The mystery behind our lovely dreams
Melbourne: Scientists may have finally uncovered why we dream - it could be a crucial tool for sorting and filing information and discarding mental trash, says an Australian researcher.
"One theory is that it`s a way of allowing your brain to recover and consolidate all the memories and activities of the previous day, like filing time," The Daily Telegraph quoted Prof Drew Dawson from the Centre For Sleep Research at the University of South Australia, as saying.
He added: "If we give someone a complex new task to learn and we let them sleep but don`t let them dream, they`re almost as bad the next day as if they didn`t sleep at all."
Many people mistakenly believe "dream sleep", or rapid eye movement (REM) sleep, is the deepest stage of sleep.
According to Prof Dawson, humans were more deeply asleep prior to dreams. The average sleeper went through several sleep cycles a night, each lasting about two hours and finishing with REM.
Prof Dawson said: "Your brainwaves while you`re dreaming actually look very similar to your brainwaves when you are awake."

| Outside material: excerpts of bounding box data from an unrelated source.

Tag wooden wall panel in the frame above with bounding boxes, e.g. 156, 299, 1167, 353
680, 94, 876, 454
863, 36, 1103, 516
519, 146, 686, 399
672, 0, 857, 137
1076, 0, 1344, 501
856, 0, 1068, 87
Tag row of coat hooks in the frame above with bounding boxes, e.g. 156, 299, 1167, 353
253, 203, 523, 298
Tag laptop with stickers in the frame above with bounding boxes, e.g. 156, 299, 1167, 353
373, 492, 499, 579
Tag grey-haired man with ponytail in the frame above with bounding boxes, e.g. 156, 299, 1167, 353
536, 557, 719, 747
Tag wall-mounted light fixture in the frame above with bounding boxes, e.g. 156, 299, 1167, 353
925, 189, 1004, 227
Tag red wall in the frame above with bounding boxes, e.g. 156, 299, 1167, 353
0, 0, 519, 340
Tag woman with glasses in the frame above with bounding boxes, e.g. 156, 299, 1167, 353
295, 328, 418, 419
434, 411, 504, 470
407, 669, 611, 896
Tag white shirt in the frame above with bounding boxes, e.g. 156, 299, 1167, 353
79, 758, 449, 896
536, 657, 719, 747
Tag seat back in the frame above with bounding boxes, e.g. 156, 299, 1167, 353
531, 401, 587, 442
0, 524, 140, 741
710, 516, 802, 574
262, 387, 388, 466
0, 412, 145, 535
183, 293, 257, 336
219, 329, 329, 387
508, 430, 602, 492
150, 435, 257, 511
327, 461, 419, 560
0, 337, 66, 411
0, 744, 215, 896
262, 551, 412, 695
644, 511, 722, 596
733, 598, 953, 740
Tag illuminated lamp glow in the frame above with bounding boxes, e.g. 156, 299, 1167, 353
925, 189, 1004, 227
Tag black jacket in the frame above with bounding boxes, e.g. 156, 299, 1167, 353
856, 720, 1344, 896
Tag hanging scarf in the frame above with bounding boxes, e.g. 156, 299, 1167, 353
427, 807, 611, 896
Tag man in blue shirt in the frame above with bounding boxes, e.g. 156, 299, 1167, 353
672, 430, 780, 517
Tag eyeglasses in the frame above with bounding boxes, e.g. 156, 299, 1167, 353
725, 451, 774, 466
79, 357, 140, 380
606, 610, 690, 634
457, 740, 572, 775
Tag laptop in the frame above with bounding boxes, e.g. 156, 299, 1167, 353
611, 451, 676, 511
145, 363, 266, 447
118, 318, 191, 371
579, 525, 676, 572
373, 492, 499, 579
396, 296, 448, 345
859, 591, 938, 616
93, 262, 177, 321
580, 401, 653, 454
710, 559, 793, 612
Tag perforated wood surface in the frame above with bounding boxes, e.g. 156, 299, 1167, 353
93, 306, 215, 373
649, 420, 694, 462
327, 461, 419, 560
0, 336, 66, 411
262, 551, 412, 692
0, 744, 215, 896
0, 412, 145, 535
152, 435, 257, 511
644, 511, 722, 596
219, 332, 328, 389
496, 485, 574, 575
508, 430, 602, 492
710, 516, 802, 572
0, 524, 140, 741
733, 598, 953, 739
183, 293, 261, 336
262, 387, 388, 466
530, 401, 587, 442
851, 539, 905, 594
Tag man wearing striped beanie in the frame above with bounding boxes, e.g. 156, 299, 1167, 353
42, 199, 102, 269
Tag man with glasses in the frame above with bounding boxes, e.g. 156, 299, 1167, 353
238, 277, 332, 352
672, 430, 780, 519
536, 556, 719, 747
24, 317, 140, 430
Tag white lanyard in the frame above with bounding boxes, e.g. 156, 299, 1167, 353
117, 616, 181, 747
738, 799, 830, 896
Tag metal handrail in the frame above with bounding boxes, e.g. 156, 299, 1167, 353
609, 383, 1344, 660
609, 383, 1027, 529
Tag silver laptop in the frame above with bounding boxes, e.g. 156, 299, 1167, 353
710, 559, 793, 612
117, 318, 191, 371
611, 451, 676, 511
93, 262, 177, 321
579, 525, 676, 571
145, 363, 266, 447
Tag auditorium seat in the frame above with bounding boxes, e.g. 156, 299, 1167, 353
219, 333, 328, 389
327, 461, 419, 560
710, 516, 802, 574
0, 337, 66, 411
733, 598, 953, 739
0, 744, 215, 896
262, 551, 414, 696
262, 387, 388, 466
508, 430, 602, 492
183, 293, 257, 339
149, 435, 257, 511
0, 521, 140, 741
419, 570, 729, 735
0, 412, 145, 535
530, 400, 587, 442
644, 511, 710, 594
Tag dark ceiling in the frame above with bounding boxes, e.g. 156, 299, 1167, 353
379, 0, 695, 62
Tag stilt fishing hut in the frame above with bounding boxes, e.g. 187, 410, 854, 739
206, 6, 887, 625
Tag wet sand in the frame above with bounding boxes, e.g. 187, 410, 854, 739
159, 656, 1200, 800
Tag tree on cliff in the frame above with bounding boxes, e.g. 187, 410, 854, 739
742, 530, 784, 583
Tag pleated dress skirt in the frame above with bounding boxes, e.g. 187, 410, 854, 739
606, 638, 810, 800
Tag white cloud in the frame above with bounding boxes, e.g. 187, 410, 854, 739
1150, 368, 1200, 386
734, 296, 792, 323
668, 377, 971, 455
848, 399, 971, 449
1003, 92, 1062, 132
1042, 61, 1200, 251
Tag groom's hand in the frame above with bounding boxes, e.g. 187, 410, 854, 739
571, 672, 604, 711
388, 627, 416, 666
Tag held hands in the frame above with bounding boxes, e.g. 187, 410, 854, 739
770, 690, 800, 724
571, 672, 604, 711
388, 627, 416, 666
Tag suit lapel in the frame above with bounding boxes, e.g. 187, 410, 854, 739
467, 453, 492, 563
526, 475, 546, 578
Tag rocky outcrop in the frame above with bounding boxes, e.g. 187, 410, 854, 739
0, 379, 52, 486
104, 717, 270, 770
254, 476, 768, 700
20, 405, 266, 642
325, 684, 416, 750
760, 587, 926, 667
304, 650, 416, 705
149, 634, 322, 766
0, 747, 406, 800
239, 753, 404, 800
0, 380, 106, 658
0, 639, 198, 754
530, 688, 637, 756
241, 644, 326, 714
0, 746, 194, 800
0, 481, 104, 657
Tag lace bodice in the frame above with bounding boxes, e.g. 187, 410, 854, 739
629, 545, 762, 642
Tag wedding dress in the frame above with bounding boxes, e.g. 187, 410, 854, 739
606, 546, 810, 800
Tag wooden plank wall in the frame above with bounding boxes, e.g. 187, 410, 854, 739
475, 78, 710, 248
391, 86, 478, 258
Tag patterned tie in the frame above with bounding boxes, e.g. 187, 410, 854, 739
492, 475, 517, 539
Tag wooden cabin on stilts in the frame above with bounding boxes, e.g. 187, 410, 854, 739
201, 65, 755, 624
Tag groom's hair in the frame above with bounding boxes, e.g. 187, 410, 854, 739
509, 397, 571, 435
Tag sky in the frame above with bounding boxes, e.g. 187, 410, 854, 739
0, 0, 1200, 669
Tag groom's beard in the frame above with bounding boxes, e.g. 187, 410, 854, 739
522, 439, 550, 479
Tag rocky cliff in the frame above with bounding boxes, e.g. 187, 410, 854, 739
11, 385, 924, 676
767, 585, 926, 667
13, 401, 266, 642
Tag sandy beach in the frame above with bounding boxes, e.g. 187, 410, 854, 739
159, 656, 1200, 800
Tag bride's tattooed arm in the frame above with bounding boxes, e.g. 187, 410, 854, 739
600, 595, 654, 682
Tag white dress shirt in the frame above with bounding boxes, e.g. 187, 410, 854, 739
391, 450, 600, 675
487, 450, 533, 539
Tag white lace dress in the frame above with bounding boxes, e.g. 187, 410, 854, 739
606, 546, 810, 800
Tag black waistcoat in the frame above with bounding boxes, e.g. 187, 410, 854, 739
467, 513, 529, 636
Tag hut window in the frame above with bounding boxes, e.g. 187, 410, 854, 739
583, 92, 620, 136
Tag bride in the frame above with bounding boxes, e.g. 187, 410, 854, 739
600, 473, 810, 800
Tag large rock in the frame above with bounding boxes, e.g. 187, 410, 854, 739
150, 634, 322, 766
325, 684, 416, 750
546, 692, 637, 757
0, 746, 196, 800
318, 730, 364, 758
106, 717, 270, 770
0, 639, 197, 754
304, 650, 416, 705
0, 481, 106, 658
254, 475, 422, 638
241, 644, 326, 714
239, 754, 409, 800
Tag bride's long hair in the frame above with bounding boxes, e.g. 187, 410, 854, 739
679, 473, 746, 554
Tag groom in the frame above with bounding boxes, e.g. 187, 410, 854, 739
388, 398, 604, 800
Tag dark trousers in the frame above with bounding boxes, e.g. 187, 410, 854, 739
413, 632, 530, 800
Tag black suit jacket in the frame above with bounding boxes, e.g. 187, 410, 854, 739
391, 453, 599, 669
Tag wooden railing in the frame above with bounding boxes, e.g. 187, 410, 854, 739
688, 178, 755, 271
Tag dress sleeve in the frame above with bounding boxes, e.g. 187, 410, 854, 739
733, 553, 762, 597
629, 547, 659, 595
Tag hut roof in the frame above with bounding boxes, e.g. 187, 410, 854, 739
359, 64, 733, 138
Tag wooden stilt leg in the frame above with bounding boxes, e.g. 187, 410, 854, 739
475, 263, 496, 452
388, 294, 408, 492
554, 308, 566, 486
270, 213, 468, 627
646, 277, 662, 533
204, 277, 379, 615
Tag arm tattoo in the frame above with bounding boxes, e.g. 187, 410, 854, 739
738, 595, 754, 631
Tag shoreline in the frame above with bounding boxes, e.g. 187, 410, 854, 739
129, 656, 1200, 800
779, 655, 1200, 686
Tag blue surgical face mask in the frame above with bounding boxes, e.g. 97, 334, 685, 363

This has led some scientists to theorise that dreaming is an evolutionary survival mechanism, which helps keep our brain alert.
Prof Dawson said: "It might prevent you getting so deeply asleep that you would be vulnerable if you needed to wake up quickly."
Brainwave tests on animals demonstrate all mammals dream, however, whether dogs and cats and other species actually have visual dreams is impossible to know.
Prof Dawson said: "It`s reasonable to think they probably do, but we don`t know for sure."
Sleep and fatigue expert Dr Stuart Baulk believes humans were essentially paralysed when they entered dream sleep, with muscle tone changing to prevent the body moving around.
Occasionally, some people experienced "sleep paralysis", where they woke and were fully conscious but still paralysed and seeing dreamlike images.
Dr Baulk said: "Although you see the room around you like normal, you might still get the images from a dream."